A popular officer may not be a good officer

By Hassan Shehzad
July 05, 2020

Two things strike your eye as you enter Islamabad: green number plates of vehicles and green areas.

Both these greens have different meanings to convey. Green areas look good, healthy and inclusive.

But the vehicles bearing green number plates are quite the opposite as the passengers they carry wield excessive and exclusive powers. Most of them are bureaucrats.

People fall for getting photographed with them, share a cup of tea, have a social media interaction, or avail themselves of an opportunity to sit with them etc. They are the heroes and they are the anti-heroes.

A new army of bureaucrats has been added to already swelling ranks as CSS result is out now and those selected have been put in different cadres.

Those who are not very good at dealing with numbers also know that barely one in a thousand gets through this exam. If a little less than 300 people will join different services through this exam, it means over 30,000 have applied for it this year.

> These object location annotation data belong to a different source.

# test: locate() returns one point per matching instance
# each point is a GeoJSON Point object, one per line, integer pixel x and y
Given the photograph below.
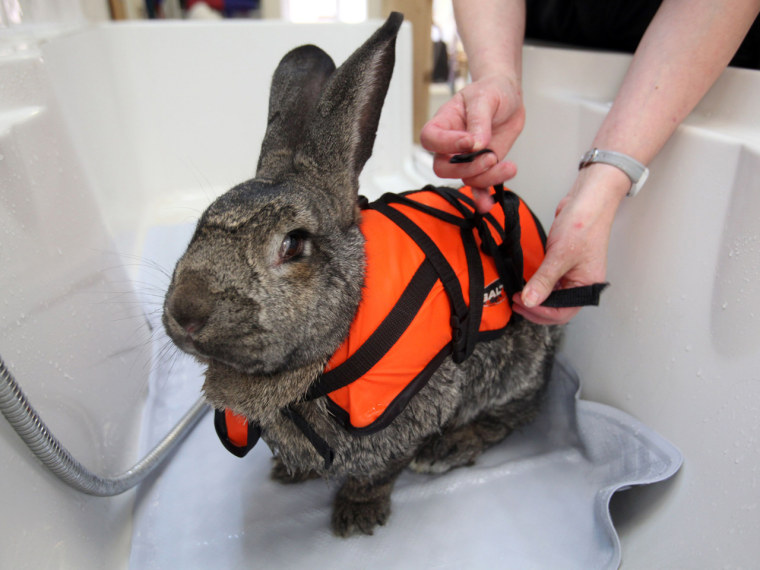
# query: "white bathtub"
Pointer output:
{"type": "Point", "coordinates": [107, 131]}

But for preparation of this exam, as many more people have dedicated a year or so of their lives.

These aspirants come out of the remotest corners of the country and Lahore is their ideal location to study, followed by other provincial metropolises and Islamabad.

Lahore houses quality libraries, not least the sprawling National Library on The Mall. They get berths on rent and one cubical has two berths in the area surrounding the library.

In Rawalpindi, Commercial Market is an attraction for them and in Islamabad Karachi Company because these two localities house many academies for CSS preparation.

It has become a roaring business. Imagine, over 50,000 loyal clients a year, educated, ambitious, young and desperate. What else do you need as a businessman?

Like ads of TV game shows that have names of big actors plastered on them, billboards of these academies attract clients with names of known bureaucrats who are supposed to teach them how to get through the exam.

We have doctors, engineers, educationists, sociologists, and psychologists etc. all aspiring to do nothing but CSS. Debates in universities sometime turn very interesting when you have students telling you that the whole system is rotten and that they want to become a CSS officer in the same breath.

If the system is rotten, why would one be wanting to be part of it? It transpires our youth has a love and hate relationship with the power associated with the system. They hate the fact that others have misused this power so blatantly but then they also love to wield this power.

Those that have lost this chance should not be disheartened as the world of new opportunities unfolds before them now. They should soon know it was not the end of the line.

Those who succeed this exam may land in Islamabad at one point in their service. They should understand the difference between a good and a popular decision.

Islamabad Chief Commissioner Amer Ahmed Ali (AAA) once told this scribe that an officer informed him that he has marked out some hours for meeting public. “I told him that you are young and you are here to serve public. Make yourself available to public 24/7 or find another profession,” he said. By digitizing the city administration to a large extent, he has almost done away with the concept of exclusive power and has systematically made the officers accountable.

He is not engaged in populist tactics on social media like other officers, some of whom are embroiled in land scams but it does not stop them from tweeting about everything on the planet.

The new officers should not follow such people and should not get carried away by popularity wave. Rawalpindi Deputy Commissioner Captain (r) Anwarul Haq is another example to follow. Due to his field-driven approach and hard work, he has brought some stability to the city but he is never prone to populism. We need good officers as we have enough of popular clowns moving in vehicles bearing green number plates, intimidating citizens of Islamabad.